Part of the management had in fact spoken out against the annexation of Crimea, and the festival was denied state funding, mainly because of the statements of the director Vitalij Manskij, a well-known documentary maker, who continued the activities by showing documentary programmes from Ukraine.
At the beginning of March 2022, after the invasion, the festival was officially cancelled, and its organisers decided not to hold any more activities under the current regime.
This year, therefore, for the third time the festival is being held only in Riga, where Manskij has moved, and where he was met by correspondents from Radio Svoboda, to whom he explained that ‘we have kept some traditions from the Moscow days, but it is now a new event’.
The ArtDocFest Open competition remains, and the theme today is ‘The world at war’, focusing on current conflicts, but also on the struggle for freedom, as ‘war can take the form of aggression by the Russian army in Ukraine, but the internal war in Russia with civil society is no less important’, says the festival director.
The festival also holds a competition called Baltijskij Fokus, the ‘Baltic Focus’, which takes advantage of the favourable conditions in the Baltic countries as a comfort zone for those who simply want to dedicate themselves to documentary cinema.
Latvia in particular does not intend to be influenced by border tensions, ‘convinced that by turning our backs on the fire, our hair will not catch on fire’, comments Manskij, who nevertheless mentions a film about Ukraine, and the Polish documentary ‘The Trains’ by Maciej Drigas, linked to the most tragic stories of the 20th century and to the wars, like the trains to Auschwitz and the Nazi concentration camps.

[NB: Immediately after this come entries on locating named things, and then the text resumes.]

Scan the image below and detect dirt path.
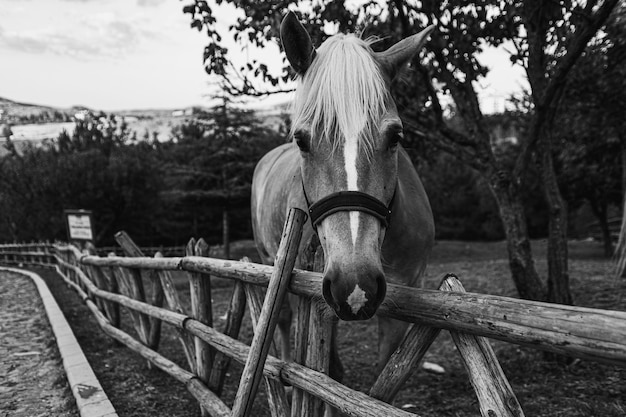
[0,272,79,417]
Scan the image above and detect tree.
[554,4,626,257]
[0,117,160,245]
[161,100,283,257]
[183,0,618,303]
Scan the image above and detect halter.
[302,182,398,232]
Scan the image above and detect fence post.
[233,208,307,417]
[208,280,246,395]
[300,300,334,417]
[244,284,289,417]
[154,252,196,371]
[115,231,163,350]
[185,238,213,417]
[441,274,524,417]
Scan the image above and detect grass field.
[31,241,626,417]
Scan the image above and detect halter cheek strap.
[302,184,397,230]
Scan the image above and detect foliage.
[154,102,284,243]
[0,115,160,244]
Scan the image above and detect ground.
[2,241,626,417]
[0,272,78,417]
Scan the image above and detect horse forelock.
[292,34,389,157]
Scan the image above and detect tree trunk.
[222,207,230,259]
[539,133,572,305]
[589,199,613,258]
[489,173,545,301]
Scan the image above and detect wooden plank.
[189,239,213,376]
[370,324,441,403]
[291,297,311,417]
[370,275,447,403]
[96,267,121,329]
[301,300,333,417]
[441,275,524,417]
[154,252,196,370]
[233,208,307,417]
[74,246,626,366]
[245,285,289,417]
[185,238,213,417]
[60,268,231,417]
[57,261,415,417]
[208,281,246,395]
[115,231,164,350]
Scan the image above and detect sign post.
[65,210,95,246]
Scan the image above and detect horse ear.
[280,11,315,75]
[376,25,435,80]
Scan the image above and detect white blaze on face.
[343,135,361,245]
[348,284,367,314]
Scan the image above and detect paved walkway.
[0,267,117,417]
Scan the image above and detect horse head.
[281,12,432,320]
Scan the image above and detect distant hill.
[0,97,74,124]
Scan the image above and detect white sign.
[67,213,93,240]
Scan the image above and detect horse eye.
[389,130,404,149]
[293,130,310,152]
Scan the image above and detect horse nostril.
[322,278,337,310]
[376,275,387,305]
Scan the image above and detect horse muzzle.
[322,264,387,321]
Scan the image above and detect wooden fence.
[0,210,626,417]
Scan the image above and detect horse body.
[252,13,434,384]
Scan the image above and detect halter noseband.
[302,183,398,231]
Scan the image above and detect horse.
[251,12,434,386]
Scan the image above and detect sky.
[0,0,524,112]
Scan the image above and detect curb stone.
[0,267,119,417]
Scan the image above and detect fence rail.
[0,224,626,417]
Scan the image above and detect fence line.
[47,247,626,366]
[0,224,626,417]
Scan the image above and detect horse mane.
[292,34,389,157]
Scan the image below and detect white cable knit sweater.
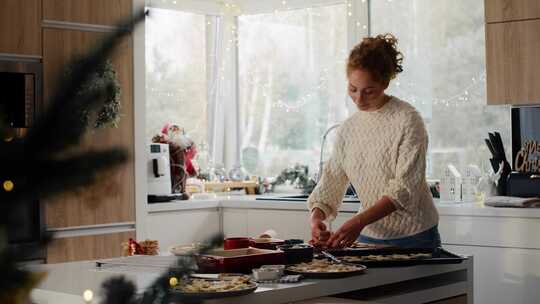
[308,97,439,239]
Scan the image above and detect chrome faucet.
[317,124,340,183]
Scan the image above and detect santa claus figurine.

The train of Hitler's concentration camps today recalls that of the Ukrainian refugees deported to Russia, and the connections are shown by the documentaries in which ‘artistic images are combined with news material’, recalling and showing the re-edited images of the bonfires during the festivities in socialist Poland, which ‘create a unique image of Soviet times’.

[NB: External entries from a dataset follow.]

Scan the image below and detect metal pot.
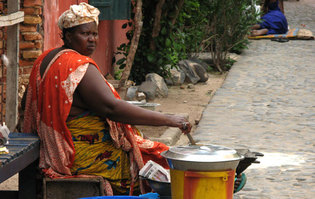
[161,145,243,171]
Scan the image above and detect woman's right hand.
[173,115,192,134]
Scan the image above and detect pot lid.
[161,145,243,162]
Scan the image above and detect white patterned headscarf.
[58,2,100,30]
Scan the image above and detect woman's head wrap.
[58,2,100,30]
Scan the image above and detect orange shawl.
[23,49,168,195]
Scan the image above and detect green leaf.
[119,64,126,69]
[122,23,128,29]
[147,54,154,62]
[165,38,172,47]
[116,58,126,65]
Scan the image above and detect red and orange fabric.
[23,49,168,195]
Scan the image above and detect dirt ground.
[137,73,227,142]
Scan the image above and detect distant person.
[251,0,288,36]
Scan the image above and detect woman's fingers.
[179,121,192,134]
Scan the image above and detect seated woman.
[251,0,288,36]
[23,3,191,195]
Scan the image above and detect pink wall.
[44,0,127,75]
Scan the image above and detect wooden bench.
[0,133,39,199]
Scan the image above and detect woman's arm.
[279,0,284,14]
[76,64,191,133]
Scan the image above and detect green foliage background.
[116,0,259,84]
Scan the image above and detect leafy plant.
[114,0,257,84]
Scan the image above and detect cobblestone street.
[193,0,315,199]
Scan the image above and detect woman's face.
[66,22,98,56]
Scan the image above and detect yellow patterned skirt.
[67,115,139,195]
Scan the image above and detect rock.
[178,60,200,84]
[193,62,209,82]
[138,81,158,100]
[136,92,146,101]
[187,84,195,89]
[125,86,139,101]
[190,58,209,71]
[145,73,168,97]
[165,65,186,86]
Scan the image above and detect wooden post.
[5,0,20,131]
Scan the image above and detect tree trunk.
[171,0,185,25]
[150,0,165,50]
[119,0,143,88]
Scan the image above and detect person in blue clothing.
[251,0,288,36]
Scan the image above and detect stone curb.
[151,113,189,146]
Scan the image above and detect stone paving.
[193,0,315,199]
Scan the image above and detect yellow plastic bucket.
[171,169,235,199]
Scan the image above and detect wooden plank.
[0,11,24,27]
[5,0,20,131]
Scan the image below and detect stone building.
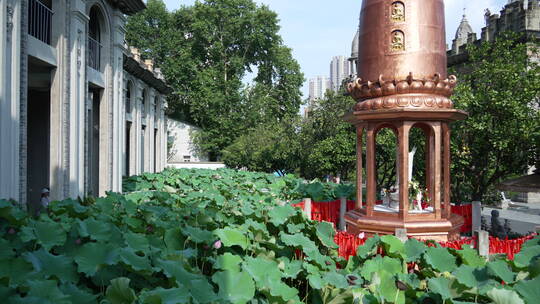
[447,0,540,66]
[0,0,169,202]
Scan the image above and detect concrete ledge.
[86,67,105,89]
[167,162,225,170]
[28,35,57,67]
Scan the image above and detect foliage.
[0,170,540,304]
[126,0,303,159]
[299,91,356,178]
[452,33,540,201]
[222,118,302,175]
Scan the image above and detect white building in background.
[167,118,225,169]
[309,76,330,102]
[348,29,360,79]
[0,0,169,203]
[330,56,350,92]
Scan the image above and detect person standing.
[37,188,51,217]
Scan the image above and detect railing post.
[395,228,409,243]
[304,197,311,220]
[475,230,489,258]
[471,201,482,231]
[339,197,347,231]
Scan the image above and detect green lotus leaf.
[140,286,191,304]
[278,257,302,278]
[23,248,79,283]
[356,235,381,259]
[381,234,405,256]
[457,245,486,267]
[428,277,452,300]
[122,231,151,253]
[212,270,255,303]
[453,264,489,288]
[189,277,218,303]
[514,277,540,304]
[214,252,242,272]
[105,277,136,304]
[360,256,403,281]
[74,243,119,276]
[424,247,457,272]
[163,228,185,252]
[21,219,66,251]
[0,258,36,288]
[487,288,525,304]
[14,280,72,304]
[514,245,540,268]
[214,228,249,249]
[119,248,153,272]
[323,271,349,288]
[268,205,296,227]
[317,222,338,249]
[182,226,214,243]
[307,274,325,289]
[403,238,427,262]
[60,283,98,304]
[487,260,516,283]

Another film in the competition is ‘Dear, Beautiful, Beloved’ by the Ukrainian Jurij Rečinskyj, now living in Austria. It's about how the bodies of fallen soldiers are prepared to be handed over to relatives, in the emotions of death consecrated to the defence of the homeland.

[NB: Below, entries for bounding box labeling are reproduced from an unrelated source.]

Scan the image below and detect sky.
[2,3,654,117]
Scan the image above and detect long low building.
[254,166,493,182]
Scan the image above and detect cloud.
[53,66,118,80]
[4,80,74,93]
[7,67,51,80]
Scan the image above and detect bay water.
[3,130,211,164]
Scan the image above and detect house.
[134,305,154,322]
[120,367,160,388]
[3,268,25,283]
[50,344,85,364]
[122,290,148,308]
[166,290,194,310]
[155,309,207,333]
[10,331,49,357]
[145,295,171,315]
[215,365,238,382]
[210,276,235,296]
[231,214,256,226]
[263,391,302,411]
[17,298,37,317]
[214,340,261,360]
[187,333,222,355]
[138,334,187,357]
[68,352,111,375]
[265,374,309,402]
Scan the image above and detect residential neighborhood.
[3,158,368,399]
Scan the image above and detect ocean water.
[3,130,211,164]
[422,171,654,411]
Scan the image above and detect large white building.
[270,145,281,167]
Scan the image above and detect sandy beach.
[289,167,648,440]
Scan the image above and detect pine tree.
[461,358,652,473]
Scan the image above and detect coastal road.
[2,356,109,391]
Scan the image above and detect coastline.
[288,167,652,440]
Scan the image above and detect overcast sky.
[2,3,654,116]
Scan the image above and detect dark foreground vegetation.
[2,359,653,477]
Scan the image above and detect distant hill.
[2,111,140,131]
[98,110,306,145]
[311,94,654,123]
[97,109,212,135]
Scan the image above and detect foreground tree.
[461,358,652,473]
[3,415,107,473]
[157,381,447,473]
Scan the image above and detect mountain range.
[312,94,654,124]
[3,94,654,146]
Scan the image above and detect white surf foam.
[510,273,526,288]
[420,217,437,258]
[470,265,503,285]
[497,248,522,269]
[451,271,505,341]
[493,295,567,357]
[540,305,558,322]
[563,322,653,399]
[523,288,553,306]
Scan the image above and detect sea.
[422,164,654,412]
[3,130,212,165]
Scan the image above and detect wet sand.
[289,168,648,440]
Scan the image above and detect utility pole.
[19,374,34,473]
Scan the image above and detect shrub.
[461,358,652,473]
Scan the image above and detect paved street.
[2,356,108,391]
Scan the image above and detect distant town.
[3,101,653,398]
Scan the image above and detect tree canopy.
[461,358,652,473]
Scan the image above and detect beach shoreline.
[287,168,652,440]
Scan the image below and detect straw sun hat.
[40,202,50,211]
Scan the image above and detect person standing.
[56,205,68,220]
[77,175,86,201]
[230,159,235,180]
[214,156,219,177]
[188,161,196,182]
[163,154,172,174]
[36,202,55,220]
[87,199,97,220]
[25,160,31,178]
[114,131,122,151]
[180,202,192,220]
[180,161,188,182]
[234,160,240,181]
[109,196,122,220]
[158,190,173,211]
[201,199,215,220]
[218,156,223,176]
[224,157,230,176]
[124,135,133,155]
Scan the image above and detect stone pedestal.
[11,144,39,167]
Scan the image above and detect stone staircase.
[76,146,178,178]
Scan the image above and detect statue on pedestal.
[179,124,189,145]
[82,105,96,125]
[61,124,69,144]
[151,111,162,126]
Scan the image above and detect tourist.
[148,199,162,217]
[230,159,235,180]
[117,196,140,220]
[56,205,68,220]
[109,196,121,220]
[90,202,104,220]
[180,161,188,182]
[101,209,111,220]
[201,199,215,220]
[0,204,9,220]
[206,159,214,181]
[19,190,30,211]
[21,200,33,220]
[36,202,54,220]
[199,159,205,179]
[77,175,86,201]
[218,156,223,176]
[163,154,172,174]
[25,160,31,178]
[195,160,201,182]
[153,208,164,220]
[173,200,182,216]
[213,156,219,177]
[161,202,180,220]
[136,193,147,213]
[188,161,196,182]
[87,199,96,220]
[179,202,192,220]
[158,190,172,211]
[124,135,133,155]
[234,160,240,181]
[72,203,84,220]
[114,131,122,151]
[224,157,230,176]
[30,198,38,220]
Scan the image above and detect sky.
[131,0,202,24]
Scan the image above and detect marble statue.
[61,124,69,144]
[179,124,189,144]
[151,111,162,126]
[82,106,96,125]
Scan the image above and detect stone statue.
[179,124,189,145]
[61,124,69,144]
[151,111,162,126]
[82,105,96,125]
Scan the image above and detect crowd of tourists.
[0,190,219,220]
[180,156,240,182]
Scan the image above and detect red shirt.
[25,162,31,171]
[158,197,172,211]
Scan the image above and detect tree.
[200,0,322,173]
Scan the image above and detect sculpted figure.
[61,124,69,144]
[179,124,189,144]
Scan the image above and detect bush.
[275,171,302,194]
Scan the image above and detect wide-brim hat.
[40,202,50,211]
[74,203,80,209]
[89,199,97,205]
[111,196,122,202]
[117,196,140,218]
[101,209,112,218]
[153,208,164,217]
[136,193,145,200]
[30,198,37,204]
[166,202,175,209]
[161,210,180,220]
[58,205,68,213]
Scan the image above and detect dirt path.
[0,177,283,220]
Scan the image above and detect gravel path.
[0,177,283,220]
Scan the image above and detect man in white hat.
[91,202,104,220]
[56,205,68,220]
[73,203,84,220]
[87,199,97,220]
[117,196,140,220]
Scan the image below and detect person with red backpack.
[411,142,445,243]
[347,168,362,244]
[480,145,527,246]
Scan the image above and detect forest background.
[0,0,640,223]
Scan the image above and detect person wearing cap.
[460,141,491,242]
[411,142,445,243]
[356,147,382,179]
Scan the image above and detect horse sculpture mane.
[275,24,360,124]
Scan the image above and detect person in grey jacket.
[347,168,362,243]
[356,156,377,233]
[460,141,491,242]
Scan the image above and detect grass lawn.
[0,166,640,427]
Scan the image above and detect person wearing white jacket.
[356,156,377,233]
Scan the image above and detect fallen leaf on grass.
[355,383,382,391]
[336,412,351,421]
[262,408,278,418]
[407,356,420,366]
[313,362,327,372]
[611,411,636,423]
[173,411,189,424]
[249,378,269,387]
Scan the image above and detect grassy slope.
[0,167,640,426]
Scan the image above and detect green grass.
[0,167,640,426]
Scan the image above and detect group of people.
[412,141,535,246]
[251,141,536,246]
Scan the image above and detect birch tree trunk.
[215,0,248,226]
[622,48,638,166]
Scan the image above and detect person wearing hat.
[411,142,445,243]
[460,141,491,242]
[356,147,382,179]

Another documentary, ‘Mission 200’, is about a Ukrainian woman who ran a tourist agency before the Russian invasion, organising trips with the slogan ‘I'll send you to paradise’, and today has changed the object of her activities, driving the hearses of those who died in the madness of war. All the films in the ArtDoc Open programme are in some way related to conflict zones, even when they talk about parents abusing their children, or the Azerbaijani film about ‘cinematographic mechanics’, or about family conflicts and the story of a girl in Armenia who dreams of becoming a dancer, while her father is involved in dog fighting.
Only one Danish film is about ‘rest’, in a tourist area out of season, where it is not clear in what time and place the protagonists are, perhaps the work ‘most in harmony with the spirit of the times we are living’. Manskij actually believes that ‘resting today is immoral’, and that showing scenes like those in the Danish film is important only to ‘take a break’ from the dramas taking place. Spectators in various countries ask the organisers: ‘Who are you making these films for?’ and the director replies ‘not for you, who know what you're going to see, but for those in the next room watching Barbie and not really knowing what world they live in’.
Manskij himself directed a film called ‘Approach Time’, in which war enters the biological cycle of people's blood, a part of which becomes ineradicable and causes a chronic disease that clouds the conscience; Russian documentaries in Latvia, on the other hand, try to reawaken it.